Les mots sont forts, mais il n’est pas nécessaire d’avoir un doctorat en épistémologie pour comprendre que la méthode à laquelle doivent se plier les agences de l’UE (et d’ailleurs) peut être source de déconvenues. C’est du reste ce qu’enseigne le proche passé. Sur un autre dossier, celui du bisphénol A (BPA), les éléments de la controverse étaient analogues ; son dénouement fut douloureux.
Dès le milieu des années 2000, plusieurs journaux relayaient les alertes de scientifiques sur ce plastifiant omniprésent. De fait, de nombreux travaux de recherche publiés depuis la fin des années 1990 indiquaient que le BPA était un perturbateur endocrinien, suspecté d’une variété d’effets sanitaires sur les humains à de très faibles doses d’exposition (cancers hormono-dépendants, troubles métaboliques ou du neurodéveloppement, baisse de la fertilité et de l’immunité, etc.).

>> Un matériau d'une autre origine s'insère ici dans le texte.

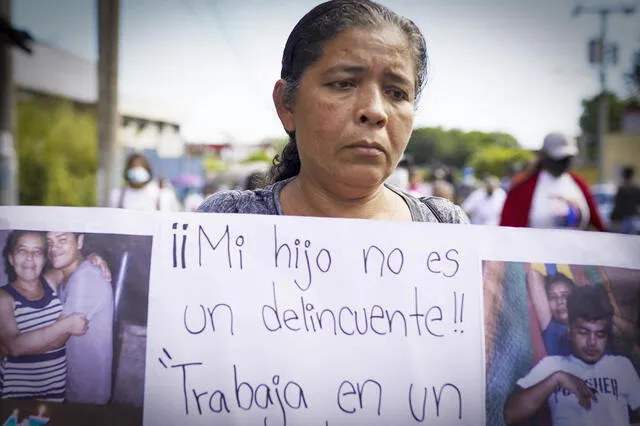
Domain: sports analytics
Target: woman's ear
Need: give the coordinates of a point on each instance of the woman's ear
(284, 106)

La plus grande part des agences réglementaires n’étaient pas inquiètes : les tests fournis par les industriels étaient rassurants et les études indépendantes étaient considérées comme non fiables ou non pertinentes. Seule l’Agence nationale de sécurité sanitaire de l’alimentation, de l’environnement et du travail eut le front de contrevenir à la doxa réglementaire. Contre l’avis de l’EFSA, elle donna à l’alerte, en France, un caractère officiel dès 2011.
Tant d’années perdues
Entre 2006 et 2014, la presse française (et singulièrement Le Monde) a publié plusieurs centaines d’articles sur le sujet, relayant les nombreux travaux de recherche menés sur cette substance. Tout ce temps, imperméable aux critiques de la communauté scientifique compétente, l’EFSA conserva inchangée la dose journalière tolérable de BPA, à 50 microgrammes par kilo et par jour (µg/kg/j) – censée prévenir tout risque. En 2015, ce seuil fut baissé à 4 µg/kg/j, sans que cela ne bouleverse l’estimation du risque pour la population, au niveau réel d’exposition. Comme aujourd’hui sur la question du glyphosate, les chercheurs engagés, les ONG et les journalistes étaient des complotistes antiscience, des marchands de peur, des militants, des khmers verts, etc.
La fin de l’histoire ? C’est l’EFSA elle-même qui l’a écrite. En décembre 2021, l’agence s’est résolue à considérer une étude académique pour calculer une nouvelle dose journalière tolérable de 0,04 nanogramme par kilo et par jour (ng/kg/j). Soit un seuil 1,25 million de fois plus faible que celui de 2014. Un tel écart, dans le calcul d’une valeur-seuil importante pour la santé publique, n’est pas anodin. C’est la différence qu’il y a entre une balade de 1 kilomètre et trois fois la distance Terre-Lune. Après discussions avec les parties prenantes, ce seuil a finalement été fixé, en avril, à 0,2 ng/kg/j. Conséquence : selon une note du 14 septembre de l’Agence européenne de l’environnement, l’écrasante majorité des Européens – et 100 % des Français – sont exposés à des niveaux de BPA au-delà du seuil de risque.
On peut bien sûr se réjouir que l’agence ait finalement évolué. On peut aussi s’interroger sur ce que peut être le fardeau sanitaire de tant d’années perdues. Et enfin se demander pourquoi aucune leçon ne semble en avoir été tirée par le législateur.